La Constitución Nacional vigente desde hace casi un cuarto de siglo produjo un hecho inédito en la historia del Paraguay: consagró el laicismo al prescribir la separación del Estado y la Iglesia, y disponer, en su artículo 24, que “nadie puede ser molestado, indagado u obligado a declarar por causa de sus creencias o de su ideología”.
Pese a ello, la Ley Fundamental dedicó todo un artículo del texto constitucional, el número 82, a reconocer el “protagonismo de la Iglesia Católica en la formación histórica y cultural de la Nación”. En la práctica, es muy difícil comprender nuestra realidad y la idiosincrasia del pueblo si se los separa de la contribución efectuada por la sociedad religiosa a partir del encuentro de dos mundos que implicó el descubrimiento y la conquista del Paraguay.

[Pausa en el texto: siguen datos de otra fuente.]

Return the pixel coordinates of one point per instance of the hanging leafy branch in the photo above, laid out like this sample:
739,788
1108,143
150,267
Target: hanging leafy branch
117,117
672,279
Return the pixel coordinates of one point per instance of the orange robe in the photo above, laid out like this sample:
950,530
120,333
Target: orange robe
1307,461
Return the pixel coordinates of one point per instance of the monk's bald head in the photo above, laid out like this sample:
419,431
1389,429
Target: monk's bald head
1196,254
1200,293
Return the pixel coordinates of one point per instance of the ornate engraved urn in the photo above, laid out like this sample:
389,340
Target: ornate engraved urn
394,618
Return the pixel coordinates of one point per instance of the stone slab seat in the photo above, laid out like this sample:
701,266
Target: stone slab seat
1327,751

Es por estos poderosos motivos que todo aquello que acontezca en el ámbito de la Iglesia no puede dejar de interesar, ocupar y hasta conmover al conjunto de la población paraguaya. Desafortunadamente, una serie de hechos poco felices registrados al interior de la Iglesia en los últimos diez años –especialmente en su ámbito jerárquico– vino a sembrar el desconcierto entre los fieles y a menoscabar la credibilidad de esta apreciada institución.
No es necesario, ni mucho menos deseable, ahondar en el exhaustivo detalle de los malos ejemplos que cundieron entre el Episcopado en la década pasada. Así de poco edificantes fueron las conductas. Pero los escándalos estuvieron al orden del día y fueron de público conocimiento.
Sin embargo, dado el enorme legado y el necesario aporte que la Iglesia Católica aún puede y debe brindar a la sociedad nacional, es de esperar que la decisiva renovación de su liderazgo, emprendida con sabiduría por el papa Francisco, logre recuperar el indispensable capital de credibilidad que nunca debió haber sido tan lamentablemente afectado.
Es necesario recuperar y revalorizar la noble herencia entregada a los paraguayos por aquellas figuras señeras de la Iglesia, como Juan Sinforiano Bogarín, Hermenegildo Roa, Ismael Rolón Silvero y Ramón Bogarín Argaña, que tantas virtudes y valores transmitieron a generaciones enteras de compatriotas, enriqueciendo notablemente la geografía humana de esta Nación.
La reciente designación de nuevos obispos en Asunción, San Pedro, Concepción, Encarnación y Alto Paraná, apunta a la renovación de una jerarquía que necesita redoblar su compromiso con la decidida elevación ética de la Patria y con el saneamiento de su muy deteriorado tejido social. En esta impostergable y necesaria tarea, es aún mucho lo que puede y debe aportar la Iglesia Católica. Sin embargo, para influir en el resto de la sociedad es menester que ella conquiste primeramente su plena y decisiva recuperación moral.